Jessica turned and regarded her daughter. "Good idea."

One of the men on the outside pulled at the handle on Jessica's side, jerking it violently and leaning his head against the window, his face filled with rage, spittle flecking the glass, bloody drool pooling out of the corners of his mouth. His left arm looked dislocated and his clothes were soaked in a mixture of mucus and vomit.

"Mom! Drive!" Belle shouted as a pair of twenty-something women pounded at the passenger side door her daughter was staring through.

The truck peeled out, spinning the infected assault group to the pavement as each lost whatever grip it had on the vehicle. Jessica drove across the lawn of a house, snapping a mailbox off at the base before losing control of the truck as it jumped over the curb on the end of the lawn and skidded sideways across the street, slamming into a UPS truck sidled up to the curb.

Jessica's head banged into the window. She rubbed it for a moment, trying to regain her wits. What was going on in the world? She turned and looked at Belle, who was staring through the various windows, her head swiveling quickly.

"Mom, they're coming after us, we've got to go," Belle said, careening to look over her shoulder. "Mom! Go!"

Jessica turned her head and looked through the rear window at the five-some she had just left, each of them again skip-running toward her vehicle. She took her foot off the brake and touched the gas pedal gently, easing the truck forward, not wanting to panic and floor it again. She drove through the neighborhood slowly, alert for other panicky motorists and new groups of infected individuals, unsure of which to be more fearful.

The drive down Colt Road chilled the blood in her veins and let her know that not everyone had remained calm in their homes to wait for the authorities to deal with the situation. The shops in the strip malls near the intersection with Spring Creek Parkway were all busted open, the parking lots littered with abandoned burnt cars and a scattering of bodies. The Wal-Mart Super Center bled smoke into the sky. Belle turned the car radio on and tuned through the stations, all of them set to the emergency broadcast outgoing message.

"This is the emergency broadcast station. All citizens are urged to remain in their homes during the outbreak of influenza in the greater Dallas-Fort Worth region. The virus is highly contagious and causes those infected to become extremely aggressive and dangerous. Remain calm and indoors until local officials contact your neighborhood with the all-clear and tune to this station for further updates. This is the emergency broadcast station."

It was the same message on every station, a message as vague and unhelpful as could be.

"They give better updates for thunderstorm warnings," Jessica said absently.

"What's going on, Mom?" Belle asked.

"I don't know, honey, I don't know," Jessica said, steering her way around a car crash and onto the parkway. "Let's just get to your dad's and figure things out."

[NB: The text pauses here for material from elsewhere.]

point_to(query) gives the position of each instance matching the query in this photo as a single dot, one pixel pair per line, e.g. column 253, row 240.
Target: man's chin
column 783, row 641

The intersection with Highway 289 was a nightmare littered with smashed vehicles. Jessica pulled the Land Cruiser over to the side of the highway and stared at the mass of cars, suddenly unsure about whether it would be smart to try to drive around the dead vehicles and down the roadway. The parkway she was on had been lightly traveled for the short distance she'd been on it, and she'd seen almost no traffic in the neighborhoods before then.

Everyone, it seemed, was bugging out of town at the same time. Probably, she thought, since yesterday or the day before, and she wondered how long some of the people on the highway had been sitting in the traffic jam, going nowhere, slowly.

"Let's see if the Dallas Parkway is any better," Jessica said, steering around an abandoned car and back onto the road.

"It's going to be like this everywhere, Mom," Belle said. "We should go the back roads."